Cryptic references to Lars the Coyote kept cropping up. It takes us a while to realize what longtime followers of the band may recall: the band’s mascot, Lars, was a stuffed coyote originally found under the stage at the Vic along with a bunch of other stuffed critters. For years the dead animal resided in front of the bass drum and on one occasion was discovered by a blind dog during a performance, causing quite a scene. The coyote has since disintegrated but lives on in the band’s promo materials.
And then there’s That Magic Moment in Show Biz …
During a gig at the Western State College “Spring Fling,” Denny Daley somewhat ruefully recalls, “I knew we had made the transition from being a cool band to a bunch of old guys.” This shattering conclusion occurred when, after a blazing set, the Lazy Aliens took a break and wandered through the crowd soaking up plaudits.
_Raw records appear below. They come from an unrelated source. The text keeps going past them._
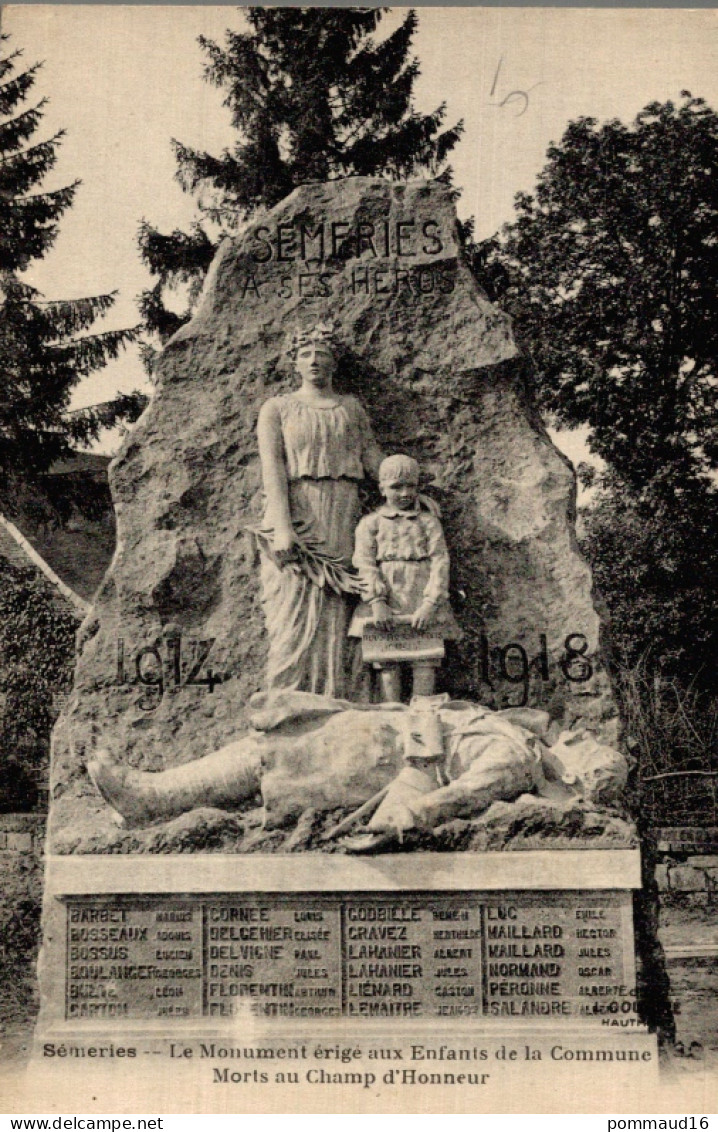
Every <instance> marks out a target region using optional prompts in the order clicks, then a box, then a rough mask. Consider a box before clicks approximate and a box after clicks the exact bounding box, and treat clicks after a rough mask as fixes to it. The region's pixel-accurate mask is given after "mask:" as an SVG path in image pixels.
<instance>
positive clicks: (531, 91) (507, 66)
mask: <svg viewBox="0 0 718 1132" xmlns="http://www.w3.org/2000/svg"><path fill="white" fill-rule="evenodd" d="M404 10H405V9H402V8H395V9H394V12H395V15H396V17H400V16H401V15H403V12H404ZM0 15H1V27H2V31H3V32H7V33H9V34H10V35H11V44H10V45H11V46H12V48H20V49H22V50H23V52H24V61H25V63H32V62H34V61H36V60H42V61H43V68H42V70H41V72H40V76H39V78H37V83H36V86H35V92H36V94H37V96H46V97H48V98H49V105H48V109H46V112H45V117H44V121H43V125H42V128H41V131H40V132H39V135H37V136H40V135H42V136H49V135H51V134H53V132H54V131H55V130H58V129H65V130H66V131H67V136H66V138H65V140H63V143H62V147H61V151H60V155H59V161H58V164H57V166H55V170H53V172H52V174H51V177H50V178H48V180H46V182H45V186H46V187H48V188H54V187H58V186H60V185H63V183H68V182H69V181H74V180H76V179H80V180H82V182H83V183H82V187H80V189H79V190H78V194H77V197H76V203H75V204H74V206H72V208H71V209H69V211H68V212H67V213H66V215H65V217H63V220H62V223H61V231H60V235H59V238H58V241H57V243H55V245H54V247H53V249H52V251H51V252H50V254H49V255H48V257H46V258H45V260H43V261H42V263H40V264H37V265H35V266H34V267H33V269H32V272H31V273H28V278H29V281H31V282H32V283H33V284H35V285H36V286H39V288H40V289H41V290H42V291H44V293H45V294H46V297H48V298H62V299H67V298H74V297H80V295H84V294H97V293H103V292H106V291H117V292H118V300H117V303H116V306H114V308H113V310H112V312H111V315H110V316H109V317H108V318H106V319H105V326H106V327H108V328H110V327H119V326H128V325H134V324H135V323H136V321H137V320H138V316H137V308H136V305H135V300H136V297H137V294H138V293H139V292H140V291H142V290H143V289H144V288H146V286H147V285H149V284H151V282H152V280H151V276H149V275H148V273H147V272H146V269H145V268H144V267H143V265H142V263H140V260H139V255H138V251H137V245H136V237H137V229H138V224H139V222H140V220H142V218H143V217H144V218H146V220H148V221H149V222H151V223H152V224H154V225H155V226H156V228H159V229H160V230H162V231H171V230H172V229H174V228H182V226H186V225H187V224H188V223H189V222H191V220H193V217H194V216H195V208H194V204H193V200H191V198H189V197H187V196H186V195H185V194H182V191H181V189H180V187H179V185H178V183H177V182H176V181H174V170H176V165H174V158H173V155H172V151H171V146H170V139H171V138H178V139H179V140H181V141H183V143H185V144H188V145H190V146H194V147H196V148H199V149H206V151H208V152H211V153H219V152H220V151H221V149H222V148H223V147H224V146H228V145H231V144H232V140H233V137H234V135H233V131H232V130H231V128H230V126H229V113H228V111H226V109H224V108H223V106H222V93H221V92H220V91H219V89H216V88H215V87H213V86H211V85H210V84H208V83H206V82H204V79H203V63H204V55H203V52H202V51H200V49H199V46H198V45H197V42H196V40H197V36H198V35H205V36H208V37H210V38H214V40H217V41H221V40H222V38H223V35H224V31H225V28H226V27H232V28H234V29H240V28H241V26H242V15H241V10H240V9H237V8H234V7H229V6H226V7H210V6H203V7H191V6H178V7H169V6H168V7H156V6H152V7H149V6H146V7H145V6H125V7H122V6H102V5H82V6H80V5H77V6H75V5H57V6H51V5H46V6H45V5H27V6H23V5H19V6H12V5H10V6H6V7H3V8H2V9H1V12H0ZM418 15H419V31H418V34H417V36H416V40H414V51H416V54H417V55H418V58H419V60H420V63H421V75H420V78H419V80H418V83H417V86H416V96H414V102H416V105H417V109H418V110H420V111H424V112H426V111H429V110H434V109H435V106H436V105H437V104H438V103H441V102H445V103H446V121H447V122H450V123H453V122H455V121H456V120H459V119H463V120H464V127H465V129H464V135H463V137H462V139H461V141H460V144H459V146H458V147H456V149H455V151H454V153H453V154H452V157H451V163H452V165H453V169H454V179H455V183H456V185H458V186H459V187H461V189H462V196H461V199H460V201H459V206H458V207H459V213H460V215H461V216H464V217H465V216H469V215H473V216H475V217H476V224H477V232H478V234H479V235H480V237H488V235H492V234H493V233H494V232H495V231H496V230H497V229H498V228H499V226H501V225H502V224H503V223H505V222H507V221H510V220H511V218H512V213H513V199H514V196H515V194H516V192H519V191H531V190H532V188H533V186H535V183H536V178H537V174H538V173H539V171H540V169H541V168H542V165H544V164H545V160H546V151H547V147H548V145H549V144H550V143H552V141H558V140H559V139H561V136H562V135H563V131H564V129H565V127H566V125H567V122H569V121H570V120H572V119H575V118H578V117H580V115H590V117H593V118H596V119H598V120H599V121H604V120H607V119H612V118H619V119H622V120H624V121H630V120H632V119H633V118H634V117H635V114H636V113H638V111H640V110H641V109H642V106H644V105H646V104H647V103H649V102H651V101H655V100H658V101H665V100H666V98H674V100H677V98H678V97H679V94H681V91H683V89H689V91H691V93H692V94H693V95H700V96H702V97H704V98H706V100H707V101H708V102H709V103H710V104H711V105H713V106H718V12H716V11H711V10H707V9H699V10H693V11H691V10H687V9H674V10H670V9H656V10H648V9H633V10H630V9H629V10H626V9H606V8H600V9H591V8H583V9H570V8H569V9H567V8H498V7H494V8H479V7H476V8H471V7H461V8H419V9H418ZM390 19H391V17H390ZM134 388H146V379H145V376H144V372H143V369H142V366H140V363H139V359H138V355H137V353H136V351H135V350H131V351H129V352H127V353H126V354H125V355H123V357H122V358H121V359H119V360H118V361H117V362H112V363H111V365H109V366H108V367H106V368H105V369H104V370H103V371H102V372H101V374H100V375H96V376H94V377H93V378H91V379H88V380H86V381H84V383H83V384H82V385H80V386H78V388H77V391H76V394H75V398H74V404H75V405H76V406H79V405H83V404H92V403H93V402H96V401H101V400H106V398H108V397H110V396H112V395H113V394H114V393H116V392H118V391H123V392H129V391H130V389H134ZM112 443H114V439H113V438H109V439H106V440H105V444H104V446H105V448H108V447H109V446H111V445H112ZM561 446H562V447H563V448H564V451H566V452H567V454H569V455H570V456H571V457H572V458H574V460H575V458H584V455H585V448H584V444H583V436H582V435H581V434H578V435H576V434H571V435H569V436H566V435H565V434H564V435H563V436H562V438H561Z"/></svg>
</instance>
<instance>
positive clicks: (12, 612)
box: [0, 558, 77, 812]
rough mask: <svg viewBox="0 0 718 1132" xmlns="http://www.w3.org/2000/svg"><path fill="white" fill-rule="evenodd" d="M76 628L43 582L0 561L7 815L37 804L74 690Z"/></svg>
mask: <svg viewBox="0 0 718 1132" xmlns="http://www.w3.org/2000/svg"><path fill="white" fill-rule="evenodd" d="M76 629H77V618H76V615H75V614H74V612H72V611H70V610H69V608H68V607H67V606H66V604H65V601H63V599H61V598H60V597H59V595H57V594H55V593H54V592H53V591H52V589H51V588H50V586H49V584H48V583H45V581H44V580H43V578H42V577H40V576H39V575H37V574H36V573H35V572H34V571H33V569H26V568H22V567H17V566H14V565H12V564H11V563H9V561H7V559H3V558H0V811H5V812H8V811H14V809H32V808H33V806H34V805H35V804H36V800H37V791H39V789H40V788H41V786H42V783H43V779H44V775H45V773H46V765H48V755H49V751H50V732H51V730H52V724H53V723H54V719H55V715H57V697H58V696H59V695H61V694H63V693H67V692H69V689H70V687H71V683H72V659H74V653H75V633H76Z"/></svg>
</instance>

They were not long in coming: a “bright young thing” came bouncing up to Denny and, beaming, addressed him with, “Awesome tunes, sir!” It may have been during this particular Spring Fling that Sparky the sax player managed to fall off the stage in mid-performance. He quickly recovered and went on to play a blistering sax solo. Awesome, indeed.
The fact that there still is a Lazy Alien Blues Band, after all these years, is a minor miracle in itself. It was after becoming snowbound while playing Farquahrts restaurant in Durango for two weeks in the winter of 1988, with all eight members having to share the same motel room, that everyone began considering life after the Aliens. Upon their return Denny left the band to open Mama D’s restaurant in Salida. Ernie, along with some members of the band formed the L.A. Blues Review sometime around 1990 which eventually became Little Ernie and the Big Thang. The band played covers and originals according to Hatfield and continued performing until around 2000 when the Aliens “kinda morphed back together,” after J.N. returned from a stint in the merchant marines and the former band members had a reunion.
For the past ten years, the Aliens have been performing throughout Colorado, weathering changes in the club scene with humor and smoking licks. This two-nighter at the Vic, sans J.N. who’s in intensive care after his surgery, features Deke – a strapping six-foot-plus foot gent with a still-full mane of hair who somehow manages to look exactly the same as he did in his thirty-year-old photos – belting it out over two saxes, keyboards, and two guitars trading rhythm and lead, as well as drums and bass. All the Aliens are sharing singing duties, and as the dual sax action breaks out during “Cold Sweat”, the Vic heats up. There are couples exhibiting some surprisingly good swing moves, distributed in age across a 20 – 60 – something range. Long instrumentals encourage dancing, and even the unfamiliar or slower tunes see plenty of action. But now the band breaks into a familiar one:
Everybody … Needs Somebody … Everybody … Needs Somebody …
Squeals break out and there’s a rush to the dance floor as the Aliens lean into their mikes and chant, “I need you, you, you, I need you, …”
Just another Saturday night at the Vic, but there’s definitely some magic in the air.
2 thoughts on “Blues from Another Planet – The Lazy Alien Blues Band, 29 Years Later”
And who could forget JN and Deke’s short-lived Blues Brothers routine from back in the day — 1980 or so? One night it included someone tossing a pig’s head on the stage. Great entertainment!